Me and my daddy – wish I had professional photos of us when I was small. But this is treasured, pixels and all
Me and my daddy – at my wedding. I will forever be grateful to our wedding photographer, Laurie Carpenter, for listening to my instructions “Please get lots of photos of me and my daddy!” She sure did and I treasure them all.

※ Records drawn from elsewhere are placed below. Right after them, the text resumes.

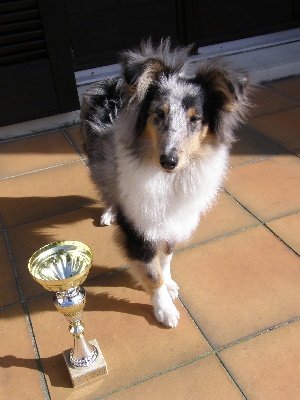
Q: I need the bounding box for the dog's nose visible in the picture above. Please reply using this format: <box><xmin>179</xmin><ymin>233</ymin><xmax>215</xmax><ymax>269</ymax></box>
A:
<box><xmin>159</xmin><ymin>154</ymin><xmax>178</xmax><ymax>170</ymax></box>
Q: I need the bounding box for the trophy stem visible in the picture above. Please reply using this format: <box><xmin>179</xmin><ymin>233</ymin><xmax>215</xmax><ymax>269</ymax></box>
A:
<box><xmin>53</xmin><ymin>286</ymin><xmax>98</xmax><ymax>367</ymax></box>
<box><xmin>69</xmin><ymin>321</ymin><xmax>98</xmax><ymax>367</ymax></box>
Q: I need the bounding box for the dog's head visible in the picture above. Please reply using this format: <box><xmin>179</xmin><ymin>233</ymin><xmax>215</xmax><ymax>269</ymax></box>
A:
<box><xmin>122</xmin><ymin>40</ymin><xmax>249</xmax><ymax>172</ymax></box>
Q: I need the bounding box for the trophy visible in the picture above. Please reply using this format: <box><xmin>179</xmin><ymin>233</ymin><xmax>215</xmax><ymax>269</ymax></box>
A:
<box><xmin>28</xmin><ymin>240</ymin><xmax>107</xmax><ymax>387</ymax></box>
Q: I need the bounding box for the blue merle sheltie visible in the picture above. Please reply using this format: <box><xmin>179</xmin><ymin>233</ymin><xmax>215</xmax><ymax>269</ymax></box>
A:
<box><xmin>81</xmin><ymin>39</ymin><xmax>251</xmax><ymax>327</ymax></box>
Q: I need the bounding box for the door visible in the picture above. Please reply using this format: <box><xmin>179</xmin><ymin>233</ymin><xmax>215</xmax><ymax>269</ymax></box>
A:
<box><xmin>0</xmin><ymin>0</ymin><xmax>80</xmax><ymax>126</ymax></box>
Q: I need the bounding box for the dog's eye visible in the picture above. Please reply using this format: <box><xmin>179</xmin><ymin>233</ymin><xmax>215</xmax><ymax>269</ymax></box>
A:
<box><xmin>189</xmin><ymin>115</ymin><xmax>200</xmax><ymax>122</ymax></box>
<box><xmin>155</xmin><ymin>110</ymin><xmax>165</xmax><ymax>120</ymax></box>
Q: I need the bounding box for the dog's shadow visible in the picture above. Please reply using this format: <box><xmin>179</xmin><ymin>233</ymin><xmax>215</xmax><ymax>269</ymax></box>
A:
<box><xmin>84</xmin><ymin>267</ymin><xmax>163</xmax><ymax>328</ymax></box>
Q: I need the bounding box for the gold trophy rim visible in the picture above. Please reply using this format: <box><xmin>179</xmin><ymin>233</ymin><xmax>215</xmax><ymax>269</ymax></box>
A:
<box><xmin>28</xmin><ymin>240</ymin><xmax>93</xmax><ymax>292</ymax></box>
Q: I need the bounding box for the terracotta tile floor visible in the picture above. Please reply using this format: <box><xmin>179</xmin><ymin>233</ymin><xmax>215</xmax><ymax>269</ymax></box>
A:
<box><xmin>0</xmin><ymin>77</ymin><xmax>300</xmax><ymax>400</ymax></box>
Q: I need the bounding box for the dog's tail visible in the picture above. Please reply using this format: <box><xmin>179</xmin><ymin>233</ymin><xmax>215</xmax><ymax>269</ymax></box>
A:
<box><xmin>80</xmin><ymin>78</ymin><xmax>122</xmax><ymax>149</ymax></box>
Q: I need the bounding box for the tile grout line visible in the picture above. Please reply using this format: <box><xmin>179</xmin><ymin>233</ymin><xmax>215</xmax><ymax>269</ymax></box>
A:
<box><xmin>0</xmin><ymin>215</ymin><xmax>51</xmax><ymax>400</ymax></box>
<box><xmin>178</xmin><ymin>297</ymin><xmax>247</xmax><ymax>400</ymax></box>
<box><xmin>0</xmin><ymin>160</ymin><xmax>82</xmax><ymax>182</ymax></box>
<box><xmin>94</xmin><ymin>352</ymin><xmax>212</xmax><ymax>400</ymax></box>
<box><xmin>224</xmin><ymin>188</ymin><xmax>300</xmax><ymax>256</ymax></box>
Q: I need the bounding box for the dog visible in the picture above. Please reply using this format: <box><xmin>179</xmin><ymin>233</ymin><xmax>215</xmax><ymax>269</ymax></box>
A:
<box><xmin>81</xmin><ymin>39</ymin><xmax>251</xmax><ymax>327</ymax></box>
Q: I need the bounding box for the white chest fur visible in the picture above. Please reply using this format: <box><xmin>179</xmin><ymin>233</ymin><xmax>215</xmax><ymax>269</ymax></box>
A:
<box><xmin>118</xmin><ymin>146</ymin><xmax>228</xmax><ymax>242</ymax></box>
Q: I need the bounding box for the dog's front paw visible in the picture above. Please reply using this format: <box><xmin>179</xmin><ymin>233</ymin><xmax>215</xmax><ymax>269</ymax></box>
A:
<box><xmin>152</xmin><ymin>285</ymin><xmax>180</xmax><ymax>328</ymax></box>
<box><xmin>100</xmin><ymin>207</ymin><xmax>116</xmax><ymax>226</ymax></box>
<box><xmin>165</xmin><ymin>278</ymin><xmax>179</xmax><ymax>300</ymax></box>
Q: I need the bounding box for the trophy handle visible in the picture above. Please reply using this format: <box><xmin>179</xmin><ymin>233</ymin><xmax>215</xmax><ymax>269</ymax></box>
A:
<box><xmin>53</xmin><ymin>286</ymin><xmax>98</xmax><ymax>367</ymax></box>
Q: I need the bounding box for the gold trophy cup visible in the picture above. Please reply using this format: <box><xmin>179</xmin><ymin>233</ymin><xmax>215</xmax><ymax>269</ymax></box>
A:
<box><xmin>28</xmin><ymin>240</ymin><xmax>107</xmax><ymax>387</ymax></box>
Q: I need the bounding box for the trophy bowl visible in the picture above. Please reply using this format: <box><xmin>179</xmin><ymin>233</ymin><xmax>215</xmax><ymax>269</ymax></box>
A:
<box><xmin>28</xmin><ymin>240</ymin><xmax>107</xmax><ymax>387</ymax></box>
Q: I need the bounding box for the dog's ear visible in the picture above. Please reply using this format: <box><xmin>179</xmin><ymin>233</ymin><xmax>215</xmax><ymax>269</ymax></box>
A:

Meeting Zoey for the first time…
Had the tremendous honor of being able to photograph my family for my parent’s 60th anniversary last January.
Aren’t my mom and dad the cutest? There were other photos but this one they were both laughing. 60 years…
Dustin and his dad were so very close. FYI: His dad adopted him too! He was honestly 100% Dustin’s best friend in the world.
And then a new love was born…
After we found out Richard had cancer, we went for a visit. She hugged him like this for about 30 minutes, eyes closed tight to the rest of the world.
They had a lifetime of love shared in 3 short years.